The 'position' and 'wins' columns represent points earned and wins made after the race. However we want to create a table which shows the position and wins before the start of the race. In order to do so, we will add a +1 to the raceId and create a new dataframe called 'editpoints'. Essentially the new dataframe will have the position  and wins made for that season as of the start of the race. We will then merge this with the old 'rawpoints'using raceId and constructorId and create a new dataframe which has the league standings and races won for each constructor as of the start of the race for that season. The only exception to that will be round 1 which will have the wins made and league standings from the last race of the previous season (since we added a +1 to each raceId). We will fix this issue by making league standings and races won for each round 1 race equal to 0. 

In [38]:
# Add a +1 to each raceId.  
c_editpoints['raceId'] = c_editpoints['raceId']+1

In [39]:
# Drop unnecessary columns which we don't need. 
c_editpoints = c_editpoints.drop(['constructorStandingsId', 'year', 'round'], axis=1)
c_editpoints.head()

Unnamed: 0,raceId,constructorId,position,wins
0,19,1,1,1
1,19,2,3,0
2,19,3,2,0
3,19,4,4,0
4,19,5,5,0


In [40]:
# Merge c_rawppoints and c_editpoints on raceId and driverId
cpoints = pd.merge(c_rawpoints, c_editpoints,  how='left', left_on=['raceId','constructorId'], right_on = ['raceId','constructorId'])

In [41]:
# Turn the points earned and races won for Round 1 to 0 wins and 0 points
cpoints.loc[(cpoints["round"]==1),"position_y"] = 0
cpoints.loc[(cpoints["round"]==1),"wins_y"] = 0

In [42]:
# Drop columns we don't need
cpoints = cpoints.drop(['constructorStandingsId', 'position_x', 'wins_x'], axis=1)
# Rename columns
cpoints = cpoints.rename(columns={'position_y': 'constructorposition', 'wins_y':'constructorwin'})

In [43]:
# Filter points dataframe to only include data from 2000 to 2019
cmlpoints = cpoints[(cpoints['year']<=2019) & (cpoints['year']>=2000)].copy()

In [44]:
# replace null values in 'driverposition' and 'driverwin' columns with zeros
cmlpoints[['constructorposition', 'constructorwin']] = cmlpoints[['constructorposition', 'constructorwin']].fillna(0)

In [45]:
# Double check if there are any further null values
for i in cmlpoints.columns:
    print(f"Columns {i} has {cmlpoints[i].isnull().sum()} null values")
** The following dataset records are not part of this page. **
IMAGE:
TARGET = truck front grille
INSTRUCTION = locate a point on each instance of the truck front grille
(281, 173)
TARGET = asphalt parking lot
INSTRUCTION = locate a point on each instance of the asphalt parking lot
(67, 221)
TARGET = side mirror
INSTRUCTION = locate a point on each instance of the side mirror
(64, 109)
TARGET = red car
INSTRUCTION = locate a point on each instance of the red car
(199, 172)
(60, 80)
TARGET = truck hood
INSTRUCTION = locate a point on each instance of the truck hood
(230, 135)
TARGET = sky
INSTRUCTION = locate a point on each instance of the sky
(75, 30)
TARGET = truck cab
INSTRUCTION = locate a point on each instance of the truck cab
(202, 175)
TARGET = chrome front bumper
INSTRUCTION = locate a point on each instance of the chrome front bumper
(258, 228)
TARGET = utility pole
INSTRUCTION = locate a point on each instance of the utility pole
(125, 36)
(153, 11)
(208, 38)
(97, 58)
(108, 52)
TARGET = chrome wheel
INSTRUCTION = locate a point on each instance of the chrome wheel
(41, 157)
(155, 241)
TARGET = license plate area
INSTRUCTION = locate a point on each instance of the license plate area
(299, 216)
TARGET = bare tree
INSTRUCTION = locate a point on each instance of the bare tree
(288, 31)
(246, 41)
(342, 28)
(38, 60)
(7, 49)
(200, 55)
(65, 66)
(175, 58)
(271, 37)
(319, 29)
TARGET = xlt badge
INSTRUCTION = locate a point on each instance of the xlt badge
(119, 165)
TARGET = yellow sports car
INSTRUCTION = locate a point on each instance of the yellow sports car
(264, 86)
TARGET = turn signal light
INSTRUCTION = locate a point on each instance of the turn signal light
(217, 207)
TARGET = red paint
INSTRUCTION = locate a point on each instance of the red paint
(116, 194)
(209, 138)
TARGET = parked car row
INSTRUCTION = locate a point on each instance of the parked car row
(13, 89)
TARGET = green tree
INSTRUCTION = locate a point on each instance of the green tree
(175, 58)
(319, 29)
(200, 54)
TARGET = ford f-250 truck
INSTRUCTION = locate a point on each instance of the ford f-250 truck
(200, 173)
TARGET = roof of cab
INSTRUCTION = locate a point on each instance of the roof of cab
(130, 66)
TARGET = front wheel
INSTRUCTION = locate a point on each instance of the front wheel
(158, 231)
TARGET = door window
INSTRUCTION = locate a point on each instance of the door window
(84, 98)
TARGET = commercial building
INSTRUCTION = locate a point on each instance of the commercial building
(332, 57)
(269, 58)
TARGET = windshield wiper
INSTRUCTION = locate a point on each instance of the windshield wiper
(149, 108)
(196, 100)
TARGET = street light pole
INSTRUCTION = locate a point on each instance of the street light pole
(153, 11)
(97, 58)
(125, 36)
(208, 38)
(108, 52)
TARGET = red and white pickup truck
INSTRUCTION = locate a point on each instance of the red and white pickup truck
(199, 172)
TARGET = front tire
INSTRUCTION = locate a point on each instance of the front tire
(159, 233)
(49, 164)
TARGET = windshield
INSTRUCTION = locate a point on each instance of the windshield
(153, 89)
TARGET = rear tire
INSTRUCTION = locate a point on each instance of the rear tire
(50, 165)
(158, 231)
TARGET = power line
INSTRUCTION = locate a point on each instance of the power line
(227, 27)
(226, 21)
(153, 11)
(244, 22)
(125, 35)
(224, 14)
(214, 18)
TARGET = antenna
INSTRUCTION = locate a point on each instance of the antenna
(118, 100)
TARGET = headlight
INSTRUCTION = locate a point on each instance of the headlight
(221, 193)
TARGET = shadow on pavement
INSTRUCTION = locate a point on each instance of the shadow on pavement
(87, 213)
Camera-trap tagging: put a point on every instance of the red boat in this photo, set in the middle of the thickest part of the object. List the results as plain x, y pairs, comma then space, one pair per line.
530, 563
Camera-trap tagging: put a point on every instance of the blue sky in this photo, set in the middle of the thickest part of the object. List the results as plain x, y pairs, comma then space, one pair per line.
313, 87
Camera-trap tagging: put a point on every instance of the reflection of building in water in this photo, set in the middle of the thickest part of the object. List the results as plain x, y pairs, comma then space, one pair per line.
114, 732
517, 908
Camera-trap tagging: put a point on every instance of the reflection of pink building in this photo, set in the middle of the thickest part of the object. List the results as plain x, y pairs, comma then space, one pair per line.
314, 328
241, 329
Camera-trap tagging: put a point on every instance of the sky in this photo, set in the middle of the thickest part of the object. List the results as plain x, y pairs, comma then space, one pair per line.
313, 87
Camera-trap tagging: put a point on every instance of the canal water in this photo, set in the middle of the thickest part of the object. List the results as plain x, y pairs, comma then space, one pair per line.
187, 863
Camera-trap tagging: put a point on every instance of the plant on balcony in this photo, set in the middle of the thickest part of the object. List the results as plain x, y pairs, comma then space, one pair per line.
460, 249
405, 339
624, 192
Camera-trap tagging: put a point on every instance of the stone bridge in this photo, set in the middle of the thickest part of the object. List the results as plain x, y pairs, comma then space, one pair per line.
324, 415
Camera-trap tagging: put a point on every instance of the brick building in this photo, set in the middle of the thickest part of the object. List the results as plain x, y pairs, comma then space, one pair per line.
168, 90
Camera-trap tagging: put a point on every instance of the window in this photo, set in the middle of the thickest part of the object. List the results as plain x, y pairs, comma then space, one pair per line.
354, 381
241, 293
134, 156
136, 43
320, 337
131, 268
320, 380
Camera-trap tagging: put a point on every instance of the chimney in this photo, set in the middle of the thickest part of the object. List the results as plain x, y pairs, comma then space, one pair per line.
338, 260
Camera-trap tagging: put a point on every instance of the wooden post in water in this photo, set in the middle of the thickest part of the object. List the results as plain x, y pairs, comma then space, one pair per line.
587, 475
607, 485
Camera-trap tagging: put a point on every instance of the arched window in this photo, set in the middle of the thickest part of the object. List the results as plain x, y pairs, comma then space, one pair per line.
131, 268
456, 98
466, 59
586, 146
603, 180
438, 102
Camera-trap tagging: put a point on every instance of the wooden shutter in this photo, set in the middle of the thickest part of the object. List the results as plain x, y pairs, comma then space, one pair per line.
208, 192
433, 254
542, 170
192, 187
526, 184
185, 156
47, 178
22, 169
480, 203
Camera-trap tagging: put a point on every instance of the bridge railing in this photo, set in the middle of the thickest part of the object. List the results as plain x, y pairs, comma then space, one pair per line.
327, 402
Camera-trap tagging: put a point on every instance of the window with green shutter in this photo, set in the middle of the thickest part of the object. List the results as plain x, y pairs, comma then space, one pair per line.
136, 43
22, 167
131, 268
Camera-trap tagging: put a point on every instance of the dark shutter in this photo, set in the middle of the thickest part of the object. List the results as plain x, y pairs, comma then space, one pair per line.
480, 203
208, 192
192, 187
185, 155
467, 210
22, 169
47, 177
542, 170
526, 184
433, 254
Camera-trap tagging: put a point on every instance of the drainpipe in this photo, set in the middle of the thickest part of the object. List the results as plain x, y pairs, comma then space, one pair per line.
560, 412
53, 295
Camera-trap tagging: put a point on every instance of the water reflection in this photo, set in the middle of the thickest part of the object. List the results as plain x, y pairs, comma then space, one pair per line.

Columns raceId has 0 null values
Columns year has 0 null values
Columns round has 0 null values
Columns constructorId has 0 null values
Columns constructorposition has 0 null values
Columns constructorwin has 0 null values


In [46]:
# Drop year and round columns as we don't need them anymore. This will help with the merge with mldata
cmlpoints = cmlpoints.drop(['year', 'round'], axis=1)

In [47]:
# Print final dataframe
print(cmlpoints.shape)
cmlpoints.columns

(3969, 4)


Index(['raceId', 'constructorId', 'constructorposition', 'constructorwin'], dtype='object')

In [48]:
#Merge mldata with cmlpoints
mldata = pd.merge(mldata, cmlpoints,  how='left', left_on=['raceId', 'constructorId'], right_on = ['raceId', 'constructorId'])
print(mldata.shape)
mldata.head()

(7940, 21)


Unnamed: 0,year,round,resultId,raceId,circuitId,driverId,constructorId,grid,position,weather_warm,...,weather_dry,weather_wet,weather_cloudy,Win,podium,age,driverposition,driverwin,constructorposition,constructorwin
0,2008,1,1,18,1,1,1,1,1,1,...,0,0,0,1,1,23.0,0.0,0.0,0.0,0.0
1,2008,1,2,18,1,2,2,5,2,1,...,0,0,0,0,2,31.0,0.0,0.0,0.0,0.0
2,2008,1,3,18,1,3,3,7,3,1,...,0,0,0,0,3,23.0,0.0,0.0,0.0,0.0
3,2008,1,4,18,1,4,4,11,4,1,...,0,0,0,0,0,27.0,0.0,0.0,0.0,0.0
4,2008,1,5,18,1,5,1,3,5,1,...,0,0,0,0,0,26.0,0.0,0.0,0.0,0.0


## Export mldata to database

In [51]:
# We will upload our final mldata back into our cloud Postgress database. Create engine to upload data
connect = f"postgres://postgres:{PASSWORD}@{HOST}:{PORT}/postgres"
from sqlalchemy import create_engine
engine = create_engine(connect)

In [52]:
# Upload mldata table to database
mldata.to_sql(name='mldata', con=engine, if_exists='replace')